Since CLI commands are stateless between invocations, follow this pattern:

  • Connect to establish a session
  • Launch the target app and take screenshot to see the current state, make sure the app is launched and visible on the screen.
  • Execute action using act to perform the desired action or target-driven instructions, and use assert when you need to verify the resulting screen state.
  • Disconnect when done

Best Practices

  • Bring the target app to the foreground before using this skill: For best efficiency, launch the app using HDC (e.g., hdc shell aa start -a EntryAbility -b <bundleName>) before invoking any midscene commands. Then take a screenshot to confirm the app is actually in the foreground. Only after visual confirmation should you proceed with UI automation using this skill. HDC commands are significantly faster than using midscene to navigate to and open apps.
  • Be specific about UI elements: Instead of vague descriptions, provide clear, specific details. Say "the Wi-Fi toggle switch on the right side" instead of "the toggle".
  • Describe locations when possible: Help target elements by describing their position (e.g., "the search icon at the top right", "the third item in the list").
  • Never run in background: Every midscene command must run synchronously — background execution breaks the screenshot-analyze-act loop.
  • **Batch related operations into a single act command**: When performing consecutive operations within the same app, combine them into one act prompt instead of splitting them into separate commands. For example, "open Settings, tap Wi-Fi, and toggle it on" should be a single act call, not three. This reduces round-trips, avoids unnecessary screenshot-analyze cycles, and is significantly faster.
  • **Use assert for verification**: When the goal is to confirm that a screen state is true, use assert --prompt "..." instead of an act prompt. Keep assertions observable and specific, such as "the permission dialog is visible" or "the Save button is disabled".
  • Summarize report files after completion: After finishing the automation task, collect and summarize all report files (screenshots, logs, output files, etc.) for the user. Present a clear summary of what was accomplished, what files were generated, and where they are located, making it easy for the user to review the results.
  • **Prefer tap --locate when a reference image is provided**: If the user shares a screenshot, icon, or logo and wants that exact visual target, use tap --locate with a multimodal locate JSON object such as { "prompt": "...", "images": [...] } instead of relying only on act --prompt.

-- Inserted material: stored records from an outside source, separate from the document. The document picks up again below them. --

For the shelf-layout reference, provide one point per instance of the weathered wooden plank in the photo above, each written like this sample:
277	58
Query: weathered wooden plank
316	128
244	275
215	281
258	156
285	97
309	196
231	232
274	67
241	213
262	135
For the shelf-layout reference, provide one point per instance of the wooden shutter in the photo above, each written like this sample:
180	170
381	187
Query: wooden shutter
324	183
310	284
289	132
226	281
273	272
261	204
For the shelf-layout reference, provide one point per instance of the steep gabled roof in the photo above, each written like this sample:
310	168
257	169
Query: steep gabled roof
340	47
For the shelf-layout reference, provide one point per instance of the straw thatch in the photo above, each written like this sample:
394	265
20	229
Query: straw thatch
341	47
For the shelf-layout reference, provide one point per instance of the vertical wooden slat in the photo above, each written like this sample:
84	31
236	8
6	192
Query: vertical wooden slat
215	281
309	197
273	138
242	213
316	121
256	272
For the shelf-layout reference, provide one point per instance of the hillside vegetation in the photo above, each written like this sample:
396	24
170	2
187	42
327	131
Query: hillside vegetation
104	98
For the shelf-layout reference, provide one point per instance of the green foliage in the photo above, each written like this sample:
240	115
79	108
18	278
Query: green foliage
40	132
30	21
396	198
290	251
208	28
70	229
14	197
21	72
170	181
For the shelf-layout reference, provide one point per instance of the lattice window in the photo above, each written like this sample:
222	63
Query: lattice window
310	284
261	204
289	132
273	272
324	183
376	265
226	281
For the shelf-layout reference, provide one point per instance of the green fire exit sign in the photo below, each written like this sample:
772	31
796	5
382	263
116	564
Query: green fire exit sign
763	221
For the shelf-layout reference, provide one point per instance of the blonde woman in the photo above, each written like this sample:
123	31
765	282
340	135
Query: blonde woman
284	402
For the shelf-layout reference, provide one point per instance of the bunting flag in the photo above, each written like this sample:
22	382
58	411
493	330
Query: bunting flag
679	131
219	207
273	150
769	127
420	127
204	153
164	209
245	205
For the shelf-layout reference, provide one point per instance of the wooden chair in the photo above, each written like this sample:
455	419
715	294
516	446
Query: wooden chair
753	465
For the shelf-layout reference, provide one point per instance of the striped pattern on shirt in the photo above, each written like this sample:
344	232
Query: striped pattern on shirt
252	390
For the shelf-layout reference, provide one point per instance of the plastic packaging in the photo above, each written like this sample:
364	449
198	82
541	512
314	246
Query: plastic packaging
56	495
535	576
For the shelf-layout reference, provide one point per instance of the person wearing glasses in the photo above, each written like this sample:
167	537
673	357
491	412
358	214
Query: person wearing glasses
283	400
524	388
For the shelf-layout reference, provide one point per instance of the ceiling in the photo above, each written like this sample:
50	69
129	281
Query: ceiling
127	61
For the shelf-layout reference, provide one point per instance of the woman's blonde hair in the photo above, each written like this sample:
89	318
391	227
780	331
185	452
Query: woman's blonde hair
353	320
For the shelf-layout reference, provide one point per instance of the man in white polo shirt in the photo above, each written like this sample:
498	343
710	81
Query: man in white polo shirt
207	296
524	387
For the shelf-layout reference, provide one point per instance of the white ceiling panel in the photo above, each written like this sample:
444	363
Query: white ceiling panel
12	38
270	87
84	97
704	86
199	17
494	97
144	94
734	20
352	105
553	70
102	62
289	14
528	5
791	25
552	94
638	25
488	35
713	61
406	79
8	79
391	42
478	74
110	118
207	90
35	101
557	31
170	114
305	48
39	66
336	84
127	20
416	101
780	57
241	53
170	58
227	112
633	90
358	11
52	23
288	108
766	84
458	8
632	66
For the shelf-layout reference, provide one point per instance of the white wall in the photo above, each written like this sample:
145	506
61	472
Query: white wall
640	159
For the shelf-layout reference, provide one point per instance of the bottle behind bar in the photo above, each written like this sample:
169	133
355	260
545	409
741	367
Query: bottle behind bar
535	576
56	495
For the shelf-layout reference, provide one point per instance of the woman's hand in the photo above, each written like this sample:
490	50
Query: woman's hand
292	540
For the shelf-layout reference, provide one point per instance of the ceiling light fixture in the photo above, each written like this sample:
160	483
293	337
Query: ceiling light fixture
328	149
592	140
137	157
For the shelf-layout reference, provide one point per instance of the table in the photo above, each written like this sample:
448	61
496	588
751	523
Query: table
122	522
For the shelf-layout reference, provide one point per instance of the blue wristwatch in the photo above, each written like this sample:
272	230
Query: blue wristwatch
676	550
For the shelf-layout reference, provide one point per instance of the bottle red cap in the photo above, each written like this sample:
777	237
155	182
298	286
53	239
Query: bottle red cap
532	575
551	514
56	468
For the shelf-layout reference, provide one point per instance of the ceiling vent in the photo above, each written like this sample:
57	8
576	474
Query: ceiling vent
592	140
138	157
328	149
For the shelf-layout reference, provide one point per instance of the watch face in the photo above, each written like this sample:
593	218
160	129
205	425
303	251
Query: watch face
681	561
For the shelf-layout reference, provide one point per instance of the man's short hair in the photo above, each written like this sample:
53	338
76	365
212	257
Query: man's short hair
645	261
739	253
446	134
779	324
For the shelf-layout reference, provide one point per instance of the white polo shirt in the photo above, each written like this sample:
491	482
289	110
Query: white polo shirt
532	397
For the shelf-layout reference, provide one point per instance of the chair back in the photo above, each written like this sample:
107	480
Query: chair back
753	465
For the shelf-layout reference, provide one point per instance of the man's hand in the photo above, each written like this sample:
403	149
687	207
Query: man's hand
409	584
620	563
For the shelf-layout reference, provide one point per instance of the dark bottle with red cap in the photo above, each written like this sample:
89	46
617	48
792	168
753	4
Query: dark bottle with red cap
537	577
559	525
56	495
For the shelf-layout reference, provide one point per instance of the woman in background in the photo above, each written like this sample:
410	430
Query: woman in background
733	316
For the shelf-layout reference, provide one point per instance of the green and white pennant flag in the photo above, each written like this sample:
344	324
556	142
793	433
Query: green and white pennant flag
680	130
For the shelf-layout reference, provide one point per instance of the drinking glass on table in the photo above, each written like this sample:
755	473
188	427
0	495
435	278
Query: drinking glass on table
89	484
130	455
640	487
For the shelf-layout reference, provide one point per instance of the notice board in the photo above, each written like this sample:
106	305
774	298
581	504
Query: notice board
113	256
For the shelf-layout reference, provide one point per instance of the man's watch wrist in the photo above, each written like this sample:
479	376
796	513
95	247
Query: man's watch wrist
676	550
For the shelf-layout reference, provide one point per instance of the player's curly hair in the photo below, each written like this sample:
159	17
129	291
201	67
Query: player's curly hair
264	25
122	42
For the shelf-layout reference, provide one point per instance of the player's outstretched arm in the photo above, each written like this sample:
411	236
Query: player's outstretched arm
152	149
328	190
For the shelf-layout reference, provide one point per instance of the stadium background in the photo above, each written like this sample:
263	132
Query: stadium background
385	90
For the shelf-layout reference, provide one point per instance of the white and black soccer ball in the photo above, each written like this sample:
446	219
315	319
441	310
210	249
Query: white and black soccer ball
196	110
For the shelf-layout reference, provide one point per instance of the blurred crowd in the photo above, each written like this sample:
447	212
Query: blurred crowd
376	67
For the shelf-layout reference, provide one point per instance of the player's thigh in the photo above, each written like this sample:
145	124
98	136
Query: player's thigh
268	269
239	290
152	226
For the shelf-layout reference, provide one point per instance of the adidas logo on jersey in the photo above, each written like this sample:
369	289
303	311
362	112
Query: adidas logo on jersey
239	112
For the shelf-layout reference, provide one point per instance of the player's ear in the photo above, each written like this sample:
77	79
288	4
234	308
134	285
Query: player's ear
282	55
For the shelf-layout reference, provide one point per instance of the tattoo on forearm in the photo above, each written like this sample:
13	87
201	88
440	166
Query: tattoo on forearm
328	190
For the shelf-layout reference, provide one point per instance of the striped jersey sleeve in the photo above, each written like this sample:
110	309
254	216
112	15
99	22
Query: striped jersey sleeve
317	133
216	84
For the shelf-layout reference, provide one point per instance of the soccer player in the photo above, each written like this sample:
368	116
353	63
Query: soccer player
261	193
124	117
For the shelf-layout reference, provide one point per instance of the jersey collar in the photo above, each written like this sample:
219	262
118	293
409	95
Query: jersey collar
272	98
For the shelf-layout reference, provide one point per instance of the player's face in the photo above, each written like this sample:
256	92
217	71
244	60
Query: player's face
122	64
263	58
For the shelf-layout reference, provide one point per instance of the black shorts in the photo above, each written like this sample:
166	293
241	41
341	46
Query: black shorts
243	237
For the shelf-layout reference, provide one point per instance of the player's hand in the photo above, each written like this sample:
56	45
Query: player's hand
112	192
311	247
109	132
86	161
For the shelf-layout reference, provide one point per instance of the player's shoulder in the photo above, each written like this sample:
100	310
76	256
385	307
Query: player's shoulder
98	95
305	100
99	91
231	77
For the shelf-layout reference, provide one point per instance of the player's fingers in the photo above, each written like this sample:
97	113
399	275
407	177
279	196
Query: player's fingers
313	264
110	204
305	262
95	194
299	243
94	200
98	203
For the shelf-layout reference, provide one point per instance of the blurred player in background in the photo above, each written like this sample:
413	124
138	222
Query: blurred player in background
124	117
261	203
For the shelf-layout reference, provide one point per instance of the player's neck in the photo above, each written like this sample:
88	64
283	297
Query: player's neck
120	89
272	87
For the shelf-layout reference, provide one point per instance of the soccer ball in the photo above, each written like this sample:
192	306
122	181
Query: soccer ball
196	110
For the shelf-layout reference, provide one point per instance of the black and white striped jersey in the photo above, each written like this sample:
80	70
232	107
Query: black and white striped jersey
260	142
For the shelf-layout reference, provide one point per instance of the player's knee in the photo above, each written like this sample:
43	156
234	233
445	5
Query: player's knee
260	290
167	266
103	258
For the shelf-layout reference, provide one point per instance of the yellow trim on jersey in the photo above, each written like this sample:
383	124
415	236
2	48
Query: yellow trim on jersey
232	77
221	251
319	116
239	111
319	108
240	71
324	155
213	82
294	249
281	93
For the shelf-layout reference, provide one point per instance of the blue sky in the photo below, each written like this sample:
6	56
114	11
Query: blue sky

Example — App launch and interaction:

hdc shell aa start -a EntryAbility -b com.huawei.hmos.settings

npx -y @midscene/harmony@1 connect

npx -y @midscene/harmony@1 take_screenshot

npx -y @midscene/harmony@1 act --prompt "scroll down the settings list and tap About device"

npx -y @midscene/harmony@1 take_screenshot

npx -y @midscene/harmony@1 disconnect

Example — Form interaction:

npx -y @midscene/harmony@1 act --prompt "fill in the username field with 'testuser' and the password field with 'pass123', then tap the Login button"

npx -y @midscene/harmony@1 take_screenshot

Common HarmonyOS Bundle Names

App

Bundle Name

Settings

com.huawei.hmos.settings

Camera

com.huawei.hmos.camera

Gallery

com.huawei.hmos.photos

Calendar

com.huawei.hmos.calendar

Clock

com.huawei.hmos.clock

Calculator

com.huawei.hmos.calculator

Browser

com.huawei.hmos.browser

Weather

com.huawei.hmos.weather

Troubleshooting

Problem

Solution

HDC not found

Install via DevEco Studio or set HDC_HOME environment variable.

Device not listed

Check USB connection, ensure USB debugging is enabled in Developer Options, and run hdc list targets.

Command timeout

The device screen may be off or locked. Wake the device and unlock it.

API key error

Check .env file contains MIDSCENE_MODEL_API_KEY=<your-key>. See Model Configuration.

**@midscene/* dependency version is outdated**

Check local versions with npm ls @midscene/harmony @midscene/core @midscene/shared (or pnpm why @midscene/harmony). Compare with latest via npm view @midscene/harmony version, npm view @midscene/core version, and npm view @midscene/shared version. Upgrade if needed: npm i @midscene/harmony@latest @midscene/core@latest @midscene/shared@latest.

Wrong device targeted

If multiple devices are connected, use --deviceId <id> flag with the connect command.